1986, 101min.
di Pupi Avati
con Diego Abatantuono, Carlo Delle Piane, Alessandro Haber
Recensione di Simone Giuffrida
Spoilerometro:

Nella sera in cui ogni famiglia si cimenta col tradizionale cenone, tre amici di lunga data – Stefano, Ugo e Lele – si danno appuntamento in un’elegante villa per giocare una partita a poker; al tavolo con loro anche il misterioso avvocato Antonio Sant’Elia, celebre nel giro per aver già perso ingenti somme. I tre amici, però, non dispongono di fondi sufficienti a sfidarlo e decidono di chiamare l'amico Franco, gestore di una catena di cinema a Milano.
Franco (D. Abatantuono), inizialmente restìo a causa di vecchie frizioni con Ugo (G. Cavina), accetta sia per l’insistenza di Lele (A. Haber) sia nella speranza di risolvere i suoi problemi economici, ma si ritrova presto a fare i conti con il passato. Attraverso flashback collocati da Avati prima e durante la fatidica partita a poker, si viene infatti a conoscenza di come la prima moglie, Martina, lo abbia tradito proprio con Ugo. Mentre gli amici fanno di tutto per tentare di porre fine alle ostilità tra i due, Franco accetta a patto che ognuno di loro faccia il proprio gioco, ossia senza una spartizione finale; così facendo sarà sicuro della buona fede.

Il rapporto tra i cinque uomini seduti al tavolo, e più in generale l’intero svolgimento della pellicola, gioca molto sul binomio donna-denaro. Questi elementi sono identificati dal regista come terreno di scontro pratico e morale, quasi a ipotizzare che la perdita dell’una possa essere bilanciata dall’acquisizione dell’altro o viceversa.
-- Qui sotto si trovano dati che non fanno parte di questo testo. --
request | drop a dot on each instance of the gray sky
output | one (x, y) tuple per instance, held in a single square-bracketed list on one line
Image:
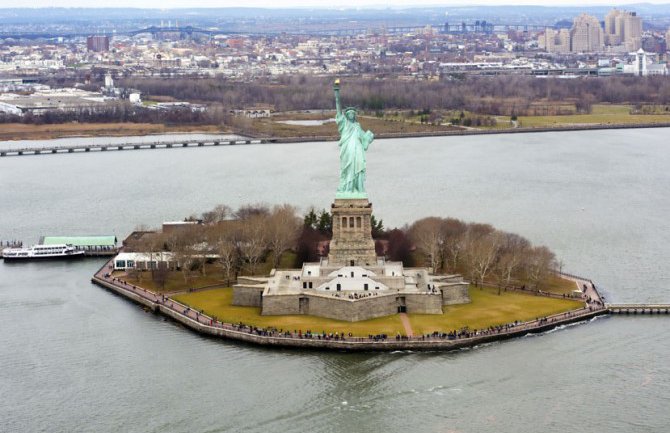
[(167, 4)]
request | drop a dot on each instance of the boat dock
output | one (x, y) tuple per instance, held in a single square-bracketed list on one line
[(83, 148), (638, 308)]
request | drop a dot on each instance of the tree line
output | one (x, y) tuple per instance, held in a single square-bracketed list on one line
[(481, 252), (499, 95), (239, 241)]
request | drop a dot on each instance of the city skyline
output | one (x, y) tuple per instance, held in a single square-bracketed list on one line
[(321, 4)]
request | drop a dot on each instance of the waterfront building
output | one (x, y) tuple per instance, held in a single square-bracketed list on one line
[(97, 44), (586, 35), (555, 41), (352, 283), (144, 261), (623, 28)]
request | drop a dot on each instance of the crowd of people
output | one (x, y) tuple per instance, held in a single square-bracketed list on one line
[(463, 333)]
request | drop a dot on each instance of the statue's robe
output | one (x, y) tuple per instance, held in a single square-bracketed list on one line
[(353, 144)]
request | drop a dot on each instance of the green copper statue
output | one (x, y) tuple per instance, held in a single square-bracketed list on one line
[(353, 144)]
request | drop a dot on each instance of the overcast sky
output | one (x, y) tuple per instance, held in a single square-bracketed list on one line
[(167, 4)]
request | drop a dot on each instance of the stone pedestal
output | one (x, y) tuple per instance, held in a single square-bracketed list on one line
[(352, 243)]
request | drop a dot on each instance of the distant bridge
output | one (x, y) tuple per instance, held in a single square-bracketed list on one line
[(189, 31), (82, 148)]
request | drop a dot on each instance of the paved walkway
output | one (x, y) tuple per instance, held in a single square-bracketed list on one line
[(441, 340), (406, 324)]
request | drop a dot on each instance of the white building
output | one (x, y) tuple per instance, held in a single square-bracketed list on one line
[(124, 261)]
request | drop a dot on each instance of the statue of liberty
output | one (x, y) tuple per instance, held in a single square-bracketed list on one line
[(353, 144)]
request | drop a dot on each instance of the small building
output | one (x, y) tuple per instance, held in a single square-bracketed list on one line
[(92, 245), (178, 226), (144, 261)]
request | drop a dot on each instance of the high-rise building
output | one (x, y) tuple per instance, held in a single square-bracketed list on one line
[(613, 27), (556, 41), (632, 31), (97, 43), (586, 35), (623, 28)]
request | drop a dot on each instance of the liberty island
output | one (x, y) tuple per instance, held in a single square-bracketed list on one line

I flashback giocano un ruolo centrale nell’allentare la tensione crescente ma hanno altresì una funzione nel chiarire la condizione emotiva degli amici fornire elementi graduali di conoscenza allo spettatore per portarlo allo stesso livello di consapevolezza dei protagonisti.

Mezz'ora prima della fine della partita Franco sta comodamente vincendo, ma un rilancio inaspettato da duecento milioni proposto dall’avvocato (C. Delle Piane) lo lascia attonito e lo costringe a prendere tempo; sceglie infine di andare a vedere, ma ne esce sconfitto. Dopo qualche minuto la scena si ripete, questa volta però il rilancio è di duecentocinquanta milioni. Franco sembra essersi pentito di aver proposto quest'ultima mano di riscatto, ma qui l'avvocato propone il suo regalo di natale: la totale estinzione dei debiti accumulati fino a quel momento a patto di non palesare mai le sue carte; se ne sarebbero andati come se la partita non fosse mai stata giocata.

Vincitore nel 1987 del David di Donatello per la miglior canzone originale scritta dal compositore pesarese Riz Ortolani e di un Nastro d’Argento per il miglior attore non protagonista, il film vive soprattutto delle performances messe in campo dai cinque personaggi. Su tutti svetta Abatantuono, al primo ruolo drammatico, autore di un’interpretazione veramente eccezionale, pari solo a quella del “rivale” Delle Piane.
Avati aveva inizialmente scelto Lino Banfi per il ruolo di Franco, ma quest’ultimo rifiutò per girare Pompieri. Uno dei tanti esempi di come il regista bolognese sia solito ingaggiare attori comici – o addirittura artisti estranei al mondo del cinema – per l’interpretazione di ruoli drammatici (esemplari i casi di Neri Marcorè, Massimo Boldi, Cesare Cremonini, Renato Pozzetto o Christian De Sica). Nel 2004 ci sarà un sequel, con gli stessi protagonisti, La rivincita di Natale.